Paper long abstract:
This paper presents an exploration of the formation of fiscal legitimacy under limited sovereignty, with a specific focus on the Palestinian Authority (PA). Utilising fiscal sociology and theories of governance, it analyses the dynamics that dictate public revenues, taxation, and public service provision in the Occupied Palestinian Territories. The paper highlights the impact of external influences, the proliferation of service providers, and Israeli tax extraction, all of which hinder the PA's ability to establish a robust fiscal contract. Emphasising the complexities of revenue mobilisation under limited sovereignty, this study enhances our understanding of the PA's operations, its interactions with Israeli colonial structures, and the politics of tax mobilisation in contexts where statehood is restricted or non-state actors assume governmental roles. This analysis becomes particularly relevant in the context of declining aid flows and increased pressure on the PA to rely on domestic taxation. The paper lays a valuable foundation for future research on taxation and fiscal governance in territories with constrained sovereignty.
Paper short abstract:
We use this paper to demonstrate how financialisation in South Africa adversely impacts democratic processes by concentrating the tax burden on fewer tax payers who rely less on social redistribution, thus damaging the social contract. We show the wider impact this damage has on public finances.
Paper long abstract:
There is an emergent literature on the adverse impact that financialisation has on democratic processes. This paper focuses on the consequences of financialisation for taxation and public finances. We bring together literature on the political economy of tax and state financialisation, arguing that financialisation exacerbates trends in modern capitalism which undermine democratic cohesion by delegitimizing taxation and tax collection. South Africa serves as our illustrative case study. The country is one of the most severely financialised societies among its emerging economies (EEs) peers. In line with broader neoliberal trends, company tax has declined severely as source of tax revenue for the state which increasingly has to rely on personal income tax for revenue generation.
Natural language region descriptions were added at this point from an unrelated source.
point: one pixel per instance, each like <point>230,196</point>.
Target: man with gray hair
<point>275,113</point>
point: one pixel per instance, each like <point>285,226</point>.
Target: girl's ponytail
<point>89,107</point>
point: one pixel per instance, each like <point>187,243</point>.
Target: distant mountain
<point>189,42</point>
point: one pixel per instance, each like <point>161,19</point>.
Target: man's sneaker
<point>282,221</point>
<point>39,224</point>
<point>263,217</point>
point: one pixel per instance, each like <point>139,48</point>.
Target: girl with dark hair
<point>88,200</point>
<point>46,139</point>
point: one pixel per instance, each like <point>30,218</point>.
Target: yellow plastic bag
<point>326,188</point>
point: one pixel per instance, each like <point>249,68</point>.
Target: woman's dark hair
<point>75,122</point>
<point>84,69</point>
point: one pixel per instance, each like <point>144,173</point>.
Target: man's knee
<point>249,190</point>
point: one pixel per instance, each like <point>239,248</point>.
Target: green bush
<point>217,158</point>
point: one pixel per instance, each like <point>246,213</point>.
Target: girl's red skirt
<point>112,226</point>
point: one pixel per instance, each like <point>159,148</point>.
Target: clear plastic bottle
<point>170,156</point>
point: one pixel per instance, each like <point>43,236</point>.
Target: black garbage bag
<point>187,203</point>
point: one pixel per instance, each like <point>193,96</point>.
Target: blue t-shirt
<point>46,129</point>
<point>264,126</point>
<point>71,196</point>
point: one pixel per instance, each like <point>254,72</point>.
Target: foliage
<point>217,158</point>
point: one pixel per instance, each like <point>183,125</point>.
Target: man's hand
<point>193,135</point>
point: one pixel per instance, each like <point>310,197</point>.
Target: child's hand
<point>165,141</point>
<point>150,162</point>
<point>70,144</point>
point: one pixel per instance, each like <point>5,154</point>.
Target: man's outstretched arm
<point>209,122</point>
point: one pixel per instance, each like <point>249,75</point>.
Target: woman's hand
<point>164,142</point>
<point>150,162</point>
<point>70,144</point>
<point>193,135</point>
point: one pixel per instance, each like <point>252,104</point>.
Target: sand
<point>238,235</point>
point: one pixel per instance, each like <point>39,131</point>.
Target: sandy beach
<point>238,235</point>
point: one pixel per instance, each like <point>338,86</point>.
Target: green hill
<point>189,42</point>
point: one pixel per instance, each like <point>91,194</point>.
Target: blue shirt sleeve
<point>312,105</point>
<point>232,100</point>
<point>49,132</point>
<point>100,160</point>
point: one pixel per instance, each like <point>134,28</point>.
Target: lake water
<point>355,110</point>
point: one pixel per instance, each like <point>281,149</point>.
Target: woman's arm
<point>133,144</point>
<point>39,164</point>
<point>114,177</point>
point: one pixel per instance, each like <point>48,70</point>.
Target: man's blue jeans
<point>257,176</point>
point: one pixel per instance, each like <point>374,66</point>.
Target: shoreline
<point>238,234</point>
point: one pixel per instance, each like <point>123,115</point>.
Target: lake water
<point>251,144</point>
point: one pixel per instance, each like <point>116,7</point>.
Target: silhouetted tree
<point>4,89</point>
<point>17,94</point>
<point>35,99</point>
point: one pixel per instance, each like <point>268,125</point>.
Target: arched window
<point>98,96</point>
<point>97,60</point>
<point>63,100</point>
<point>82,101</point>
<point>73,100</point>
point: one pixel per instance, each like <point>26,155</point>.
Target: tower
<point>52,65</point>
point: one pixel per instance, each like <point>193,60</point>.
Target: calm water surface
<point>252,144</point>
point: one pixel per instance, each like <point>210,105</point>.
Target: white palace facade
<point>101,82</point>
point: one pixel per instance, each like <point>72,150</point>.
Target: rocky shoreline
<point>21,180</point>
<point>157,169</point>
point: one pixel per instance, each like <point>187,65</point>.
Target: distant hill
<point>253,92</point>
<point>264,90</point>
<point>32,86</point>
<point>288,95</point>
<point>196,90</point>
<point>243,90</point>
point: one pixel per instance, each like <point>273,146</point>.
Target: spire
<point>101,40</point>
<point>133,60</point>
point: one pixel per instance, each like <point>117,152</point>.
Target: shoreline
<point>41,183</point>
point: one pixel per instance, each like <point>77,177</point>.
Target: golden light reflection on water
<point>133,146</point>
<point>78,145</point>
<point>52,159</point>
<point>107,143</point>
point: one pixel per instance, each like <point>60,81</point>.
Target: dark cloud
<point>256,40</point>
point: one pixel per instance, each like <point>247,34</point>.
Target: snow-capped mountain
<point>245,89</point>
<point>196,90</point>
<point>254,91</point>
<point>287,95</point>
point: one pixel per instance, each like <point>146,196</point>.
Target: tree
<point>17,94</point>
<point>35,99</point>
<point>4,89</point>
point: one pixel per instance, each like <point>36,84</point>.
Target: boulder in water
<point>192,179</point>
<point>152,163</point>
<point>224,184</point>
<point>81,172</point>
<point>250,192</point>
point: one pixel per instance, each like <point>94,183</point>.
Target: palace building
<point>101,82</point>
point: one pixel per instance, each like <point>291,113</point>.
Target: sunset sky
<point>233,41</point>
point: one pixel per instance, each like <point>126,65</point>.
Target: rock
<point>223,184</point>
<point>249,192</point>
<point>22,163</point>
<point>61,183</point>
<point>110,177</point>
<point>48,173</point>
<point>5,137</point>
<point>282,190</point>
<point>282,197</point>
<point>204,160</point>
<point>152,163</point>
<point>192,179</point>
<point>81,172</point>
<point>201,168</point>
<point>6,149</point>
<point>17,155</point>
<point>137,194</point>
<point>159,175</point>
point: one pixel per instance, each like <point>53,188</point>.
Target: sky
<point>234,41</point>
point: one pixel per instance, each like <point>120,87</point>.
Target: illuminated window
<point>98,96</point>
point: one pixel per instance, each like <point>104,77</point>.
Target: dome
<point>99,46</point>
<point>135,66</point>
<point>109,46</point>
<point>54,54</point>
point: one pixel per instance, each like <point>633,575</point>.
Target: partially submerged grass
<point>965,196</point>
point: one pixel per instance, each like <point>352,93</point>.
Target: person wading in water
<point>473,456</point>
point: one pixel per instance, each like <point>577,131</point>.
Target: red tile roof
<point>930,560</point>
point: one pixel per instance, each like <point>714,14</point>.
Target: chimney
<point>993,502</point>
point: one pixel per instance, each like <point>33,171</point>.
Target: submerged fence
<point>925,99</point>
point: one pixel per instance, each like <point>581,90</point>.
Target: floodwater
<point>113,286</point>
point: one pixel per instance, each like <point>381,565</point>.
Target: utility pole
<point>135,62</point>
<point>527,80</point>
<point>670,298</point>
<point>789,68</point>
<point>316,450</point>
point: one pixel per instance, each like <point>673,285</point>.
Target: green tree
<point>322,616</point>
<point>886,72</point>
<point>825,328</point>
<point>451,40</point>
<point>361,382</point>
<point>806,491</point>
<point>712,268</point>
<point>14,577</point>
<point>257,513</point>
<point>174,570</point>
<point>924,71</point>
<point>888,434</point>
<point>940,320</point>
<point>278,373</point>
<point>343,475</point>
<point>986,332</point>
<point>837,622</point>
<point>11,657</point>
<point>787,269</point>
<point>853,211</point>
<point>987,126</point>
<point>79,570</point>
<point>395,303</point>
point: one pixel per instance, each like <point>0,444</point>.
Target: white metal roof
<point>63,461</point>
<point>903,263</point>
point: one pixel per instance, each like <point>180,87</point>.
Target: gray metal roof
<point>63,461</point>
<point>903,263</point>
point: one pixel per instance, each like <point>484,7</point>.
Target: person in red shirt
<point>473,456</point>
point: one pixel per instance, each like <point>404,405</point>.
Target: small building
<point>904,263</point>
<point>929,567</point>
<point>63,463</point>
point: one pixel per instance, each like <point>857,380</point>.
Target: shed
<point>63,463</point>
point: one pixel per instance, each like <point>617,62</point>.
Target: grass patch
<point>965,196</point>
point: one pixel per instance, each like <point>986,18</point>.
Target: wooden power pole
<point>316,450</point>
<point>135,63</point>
As consequence of financialisation, the labour market has transformed fundamentally over the past 20 years in the country. The vast majority of jobs is created by the tertiary sector and mainly finance and government employment, while many manufacturing jobs have been lost. This results in income polarization which means that the bulk of the personal income tax take is raised through taxing finance professionals and government employees. These professional groups often opt out of social provision, relying on private health care and pay-for infrastructure, more broadly. As consequence, there is a growing resentment amongst these groups towards taxation, which undermines the ability of the state to provide inclusive social provision.